Louis Joinet, à l'origine de la Convention internationale contre les disparitions forcées (2010), précise : "Au sein de l'ONU,  il existe toujours un groupe de travail sur les disparitions forcées, dont on mesure aujourd’hui l’utilité. Le comité conventionnel créé en 2011 a pour mandat de vérifier que la Convention est bien respectée par les États signataires. Le Groupe de travail, lui, reste compétent à l’égard des États qui n’ont pas encore ratifié la Convention. Et ils sont nombreux."

Le Burundi a bien signé cette convention le 6 février 2007. Mais, subtilité diplomatique, signer ne veut pas dire accepter. Le pays n'a jamais ratifié la convention internationale. 

Militaires et agents de police disparaissent aussi

Le Burundi traverse une crise politique depuis que le président Pierre Nkurunziza a décidé de briguer un troisième mandat en avril dernier. Une décision qui a déclenché un tollé dans la population. Beaucoup la considèrent comme contraire à la Constitution.

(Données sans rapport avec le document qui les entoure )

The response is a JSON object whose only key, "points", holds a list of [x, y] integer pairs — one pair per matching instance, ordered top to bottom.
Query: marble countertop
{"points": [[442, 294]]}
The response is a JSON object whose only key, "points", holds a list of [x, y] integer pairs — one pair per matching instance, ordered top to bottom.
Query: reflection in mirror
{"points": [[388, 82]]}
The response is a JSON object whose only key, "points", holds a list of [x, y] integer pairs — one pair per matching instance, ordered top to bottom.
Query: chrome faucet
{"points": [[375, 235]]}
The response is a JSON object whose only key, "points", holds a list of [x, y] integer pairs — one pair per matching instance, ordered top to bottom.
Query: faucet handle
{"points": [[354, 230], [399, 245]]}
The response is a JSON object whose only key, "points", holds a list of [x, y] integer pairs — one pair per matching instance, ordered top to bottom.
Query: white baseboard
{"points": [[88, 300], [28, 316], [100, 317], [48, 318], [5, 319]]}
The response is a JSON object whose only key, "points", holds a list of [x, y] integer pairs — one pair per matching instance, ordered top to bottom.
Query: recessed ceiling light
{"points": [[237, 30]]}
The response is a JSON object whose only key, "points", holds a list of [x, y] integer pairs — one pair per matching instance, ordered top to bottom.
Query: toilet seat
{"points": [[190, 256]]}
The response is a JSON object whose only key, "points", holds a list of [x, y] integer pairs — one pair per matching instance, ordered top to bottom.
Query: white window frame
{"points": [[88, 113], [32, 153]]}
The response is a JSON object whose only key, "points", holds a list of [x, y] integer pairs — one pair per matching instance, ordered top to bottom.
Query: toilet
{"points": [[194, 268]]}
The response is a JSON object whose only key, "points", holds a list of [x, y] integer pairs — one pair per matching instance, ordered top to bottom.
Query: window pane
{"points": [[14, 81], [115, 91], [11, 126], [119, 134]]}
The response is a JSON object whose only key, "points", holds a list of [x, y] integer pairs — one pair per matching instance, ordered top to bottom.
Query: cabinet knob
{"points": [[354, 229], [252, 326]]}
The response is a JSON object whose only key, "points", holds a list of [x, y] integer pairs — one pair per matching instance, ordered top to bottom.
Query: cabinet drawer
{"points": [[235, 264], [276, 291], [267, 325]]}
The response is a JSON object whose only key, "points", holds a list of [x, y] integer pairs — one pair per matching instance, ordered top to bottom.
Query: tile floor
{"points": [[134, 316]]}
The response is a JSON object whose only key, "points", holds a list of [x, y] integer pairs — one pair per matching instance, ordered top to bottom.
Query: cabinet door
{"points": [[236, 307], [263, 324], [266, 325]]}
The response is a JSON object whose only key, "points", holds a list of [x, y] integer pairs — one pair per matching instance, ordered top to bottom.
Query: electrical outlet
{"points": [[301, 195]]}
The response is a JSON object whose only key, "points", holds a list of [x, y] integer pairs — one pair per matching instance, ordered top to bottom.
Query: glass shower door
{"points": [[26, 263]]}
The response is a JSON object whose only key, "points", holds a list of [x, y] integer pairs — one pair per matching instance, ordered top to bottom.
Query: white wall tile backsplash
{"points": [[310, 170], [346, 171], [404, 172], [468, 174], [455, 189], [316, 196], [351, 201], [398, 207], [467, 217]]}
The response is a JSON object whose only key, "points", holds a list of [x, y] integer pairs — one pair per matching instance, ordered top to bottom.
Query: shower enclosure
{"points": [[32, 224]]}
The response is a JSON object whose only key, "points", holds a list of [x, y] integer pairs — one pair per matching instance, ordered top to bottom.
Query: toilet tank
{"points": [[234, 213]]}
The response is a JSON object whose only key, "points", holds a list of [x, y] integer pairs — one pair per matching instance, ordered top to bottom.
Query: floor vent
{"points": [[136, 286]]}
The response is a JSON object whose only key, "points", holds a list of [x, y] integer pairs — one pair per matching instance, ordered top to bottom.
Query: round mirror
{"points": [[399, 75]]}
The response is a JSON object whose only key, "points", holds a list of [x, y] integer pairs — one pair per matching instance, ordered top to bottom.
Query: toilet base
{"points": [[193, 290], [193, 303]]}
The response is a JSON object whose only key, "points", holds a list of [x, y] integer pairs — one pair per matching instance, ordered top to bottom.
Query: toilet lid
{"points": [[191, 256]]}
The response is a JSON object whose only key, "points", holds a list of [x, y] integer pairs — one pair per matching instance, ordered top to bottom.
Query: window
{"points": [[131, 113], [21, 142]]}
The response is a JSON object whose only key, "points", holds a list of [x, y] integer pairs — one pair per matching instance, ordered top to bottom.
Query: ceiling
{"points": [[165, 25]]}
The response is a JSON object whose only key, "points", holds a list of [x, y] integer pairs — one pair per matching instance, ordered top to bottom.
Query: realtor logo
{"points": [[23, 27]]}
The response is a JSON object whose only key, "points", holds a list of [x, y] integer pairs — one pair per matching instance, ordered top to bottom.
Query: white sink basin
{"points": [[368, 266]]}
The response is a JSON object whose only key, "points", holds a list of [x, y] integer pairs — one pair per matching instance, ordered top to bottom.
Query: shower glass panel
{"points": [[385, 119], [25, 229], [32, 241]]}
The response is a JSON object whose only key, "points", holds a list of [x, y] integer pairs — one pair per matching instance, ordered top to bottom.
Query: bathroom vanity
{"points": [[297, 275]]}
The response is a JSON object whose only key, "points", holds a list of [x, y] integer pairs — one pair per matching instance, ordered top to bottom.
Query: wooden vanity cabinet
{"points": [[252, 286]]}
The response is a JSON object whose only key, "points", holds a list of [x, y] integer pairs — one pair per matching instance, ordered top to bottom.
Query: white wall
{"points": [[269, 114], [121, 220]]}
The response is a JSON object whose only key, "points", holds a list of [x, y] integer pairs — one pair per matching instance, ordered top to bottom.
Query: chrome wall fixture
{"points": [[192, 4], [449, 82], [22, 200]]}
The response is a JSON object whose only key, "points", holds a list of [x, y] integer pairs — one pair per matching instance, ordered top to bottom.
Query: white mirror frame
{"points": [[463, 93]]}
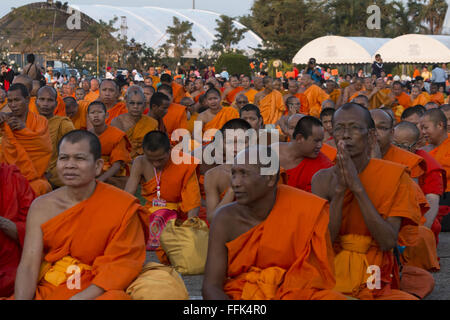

Dans le dernier rapport de SOS Burundi, la Fédération Internationale de l'ACAT (Action des chrétiens pour l'abolition de la torture,) on apprend que les simples civils, militants ou non, ne sont pas les seuls visés par les disparitions forcées. Les militaires et les agents de police sont aussi victimes de cette pratique. L'ONG donne une idée de l'ampleur du phénomène. Au cours de la semaine passée, "Au moins dix personnes ont été arrêtés dans la commune Mugamba de la province Bururi". Les zones les plus touchées par ces violences seraient Musaga, Mutakura, Cibitoke, Jabe et le centre, vers la mairie de Bujumbura.

Selon la FIDH, un an après le début des violences, le bilan de la répression serait "d’au moins 700 personnes tuées, 4300 détenues, 800 personnes disparues, des centaines torturées, plusieurs dizaines de femmes victimes de violences sexuelles, et des milliers d’arrestations. 250 000 personnes ont déjà fui le pays".

Tout cela dans la tiédeur de la "communauté internationale". Ainsi,  selon un communiqué publié mercredi 27 avril à Genève,  Zeid Ra’ad Al Hussein, le Haut-Commissaire des Nations Unies aux droits de l’homme,  a "vivement condamné" la hausse des attaques contre des hauts responsables au Burundi. Pas de quoi inquiéter les auteurs de ces violences extrêmes.